In this case, __sbrk(36) returns -1.  I dumped the process map at that
point.  Note there is no [heap] map.  I don't know if it's the kernel
or libc that has to set that, but it *only* happens if
/proc/sys/kernel/randomize_va_space is set to 2

randomize_va_space:
0: disabled
1: Conservative: Shared libraries and PIE binaries are randomized.
2: Conservative and start of brk area is randomized, too

Yay, start of brk area is randomized - and sometimes that's fatal.


Moving on, though... the sbrk() fails, NULL is returned, and that
"string" is injected into the environ[] list, effectively removing
that variable - and all variables following it - from the environment.

	  if (new_env != NULL)
	    parse_tunables (new_env + len + 1, envval);
	  /* Put in the updated envval.  */
	  *prev_envp = new_env;

We shouldn't put new_env into *prev_envp if new_env is NULL.

But that won't fix the randomization problem; sbrk still fails and
tunables are still not parsed.

More:  I was able to strace one of the failures:

execve("./elf/ld64.so.2", ["./elf/ld64.so.2", "--library-path", ".:./math:./elf:./dlfcn:./nss:./n"..., "malloc/tst-malloc-usable-tunable"...], 0x10003ae52c0 /* 44 vars */) = 0
brk(NULL)                               = 0x7fffcaa00000
brk(0x7fffcaa00024)                     = 0x7fffcaa00000


Full reproduction steps:
* Get the glibc SPRM and install it; rpmbuild -ba glibc.spec
* cd rpmbuild/BUILD/glibc*/build*
* while GLIBC_TUNABLES=glibc.malloc.check=3 strace -f /bin/bash ./testrun.sh malloc/tst-malloc-usable-tunables; do echo; done

Comment 3 Florian Weimer 2019-11-08 16:22:32 UTC
This is a kernel bug, see bug 1749633, and it's already fixed upstream.

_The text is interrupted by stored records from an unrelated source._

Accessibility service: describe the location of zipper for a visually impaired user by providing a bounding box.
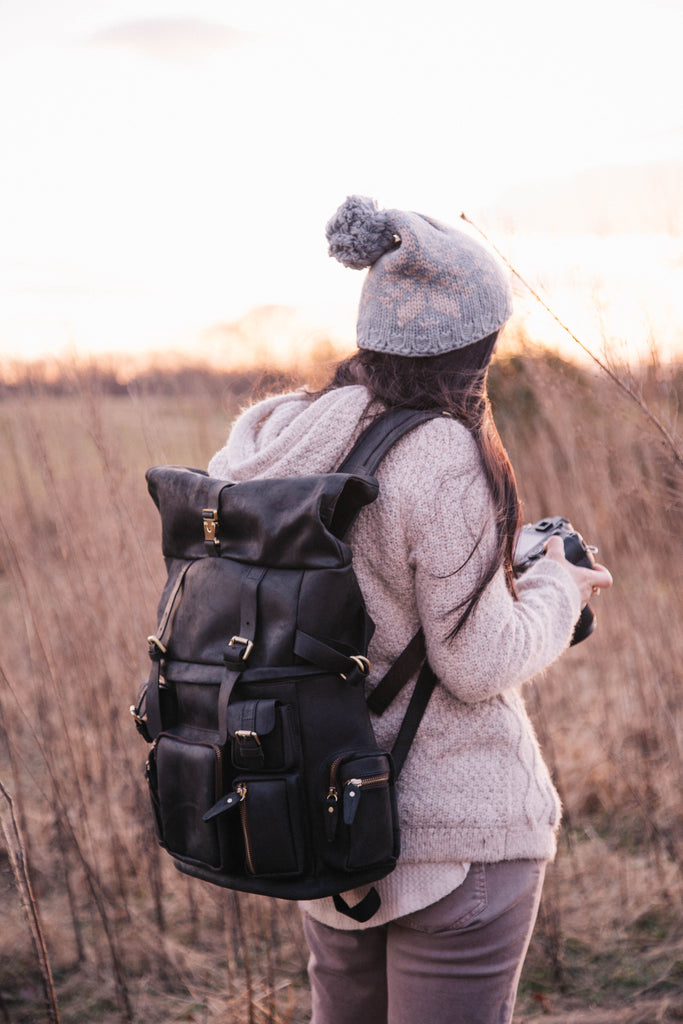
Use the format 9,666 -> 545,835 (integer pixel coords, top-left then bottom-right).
234,782 -> 256,874
325,755 -> 390,843
344,771 -> 389,791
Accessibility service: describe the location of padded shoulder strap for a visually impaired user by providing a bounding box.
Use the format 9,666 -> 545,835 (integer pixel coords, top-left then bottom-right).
337,409 -> 443,476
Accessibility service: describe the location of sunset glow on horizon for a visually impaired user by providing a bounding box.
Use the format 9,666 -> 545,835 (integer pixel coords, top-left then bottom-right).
0,0 -> 683,372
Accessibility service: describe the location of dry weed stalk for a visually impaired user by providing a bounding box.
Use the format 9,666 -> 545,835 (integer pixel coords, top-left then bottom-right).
460,213 -> 683,469
0,782 -> 59,1024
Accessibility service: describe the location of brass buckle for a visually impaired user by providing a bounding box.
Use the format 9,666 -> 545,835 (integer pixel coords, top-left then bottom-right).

I think we should still keep this bug open for discoverability based on the test name.

Comment 6 Carlos O'Donell 2020-07-20 13:48:53 UTC
Marking this CLOSED/NOTABUG. The bug should still show up when developers file new bugs if they see this failure in the builds. This bug was created as a historical record of the root cause analysis for the testsuite failure.